Calling all beauty fans, this museum experience is just for you. New York City is getting the first-ever museum dedicated to all things makeup next spring. The Meatpacking District museum will give an immersive experience into the history of makeup—a history that goes back over 10,000 years, to be exact.
The museum will show its first exhibit, called Pink Jungle, about the role of makeup in the 1950’s. It will be located in the historic Meatpacking District on Gansevoort Street. The area, once a grimy underbelly of lower Manhattan, is now a trendy boutique fashion area known for its night life, repurposed warehouse spaces, and the sound of stiletto heels clinking through cobblestone streets.
It’s one of the most glamorous areas of the city these days, making it the perfect spot for a museum dedicated to makeup—one of the most glamorous things to ever exist. Starting with how makeup earned its role in modern culture, the museum will take a look at how ancient cultures used (much older) forms of the products we still use today and why.
Makeup’s Expansive History
Throughout the course of the exhibit, attendees will be able to look at history through the eyes of the products that many use every day. Art museums explore history through art, natural history museums through science, and war museums through the wars that define the world, but never before has a museum looked through the eyes of the makeup products we use every day.
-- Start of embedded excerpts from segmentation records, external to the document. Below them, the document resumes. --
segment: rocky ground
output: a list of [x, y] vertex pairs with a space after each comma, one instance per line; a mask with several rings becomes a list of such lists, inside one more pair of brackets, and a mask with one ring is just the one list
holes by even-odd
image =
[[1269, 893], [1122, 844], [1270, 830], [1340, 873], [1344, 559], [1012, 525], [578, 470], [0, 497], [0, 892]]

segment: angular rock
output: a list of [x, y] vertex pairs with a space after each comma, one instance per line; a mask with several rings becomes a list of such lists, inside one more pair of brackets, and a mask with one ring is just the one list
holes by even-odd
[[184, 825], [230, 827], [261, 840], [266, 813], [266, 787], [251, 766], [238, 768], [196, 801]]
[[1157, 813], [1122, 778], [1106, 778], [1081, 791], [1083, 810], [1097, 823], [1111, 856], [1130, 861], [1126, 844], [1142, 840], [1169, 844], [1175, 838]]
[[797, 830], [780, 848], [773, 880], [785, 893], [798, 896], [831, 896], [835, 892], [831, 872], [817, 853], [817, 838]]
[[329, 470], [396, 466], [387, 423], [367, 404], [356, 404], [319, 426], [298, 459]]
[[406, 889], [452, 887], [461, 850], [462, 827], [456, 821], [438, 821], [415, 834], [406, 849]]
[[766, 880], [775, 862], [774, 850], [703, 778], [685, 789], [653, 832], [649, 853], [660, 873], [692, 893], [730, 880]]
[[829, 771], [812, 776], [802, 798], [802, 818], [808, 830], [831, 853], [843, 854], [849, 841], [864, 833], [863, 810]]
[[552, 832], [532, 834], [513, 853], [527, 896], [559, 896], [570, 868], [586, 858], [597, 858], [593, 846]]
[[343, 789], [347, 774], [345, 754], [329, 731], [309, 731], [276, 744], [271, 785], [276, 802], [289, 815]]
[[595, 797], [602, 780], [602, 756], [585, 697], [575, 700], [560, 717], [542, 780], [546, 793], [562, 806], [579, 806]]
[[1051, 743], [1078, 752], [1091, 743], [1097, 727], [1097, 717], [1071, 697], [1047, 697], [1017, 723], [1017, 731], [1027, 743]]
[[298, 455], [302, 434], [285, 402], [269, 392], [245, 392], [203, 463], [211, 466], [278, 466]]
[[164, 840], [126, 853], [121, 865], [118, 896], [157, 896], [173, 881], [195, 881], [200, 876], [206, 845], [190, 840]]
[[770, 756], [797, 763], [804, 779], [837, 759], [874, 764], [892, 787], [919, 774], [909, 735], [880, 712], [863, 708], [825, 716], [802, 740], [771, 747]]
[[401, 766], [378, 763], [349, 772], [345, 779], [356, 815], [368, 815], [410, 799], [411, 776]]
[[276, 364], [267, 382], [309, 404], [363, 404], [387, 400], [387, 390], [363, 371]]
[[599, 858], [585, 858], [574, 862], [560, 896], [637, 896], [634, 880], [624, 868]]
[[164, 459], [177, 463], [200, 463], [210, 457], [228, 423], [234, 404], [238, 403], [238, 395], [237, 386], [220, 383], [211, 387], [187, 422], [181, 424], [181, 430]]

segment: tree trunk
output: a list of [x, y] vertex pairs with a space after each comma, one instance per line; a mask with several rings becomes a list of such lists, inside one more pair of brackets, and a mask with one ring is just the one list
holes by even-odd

Interestingly enough, makeup has a unique and rich history in all parts of the world. In Japan, Geisha and Kabuki makeup was traditionally used by women to enhance their features, particularly in entertainment positions (though many are misled that Geisha makeup is solely affiliated with prostitution).
The Science of Makeup
In other parts of the world, like Ancient Rome, makeup was used by the wealthy in daily life as well as part of ritual events. But makeup back then was much different, and the ingredients used in the products were often dangerous. Lead, a known toxin today, was once sought after as a beauty product.
While that may sound gross, consider that even today some beauty products are still made with questionable ingredients. For example, many red lipsticks and eyeshadows are made from the Cochineal bug—but don’t worry, it’s harmless. The red pigment from the ground up bugs (yes, bugs!) is unlike any other, and makes a great addition to red-hued products like blush and lipstick.
But you can learn all about this when the museum opens up next May! The current space for the museum is temporary, but the company is seeking an even bigger retail space to move the museum to as a permanent fixture.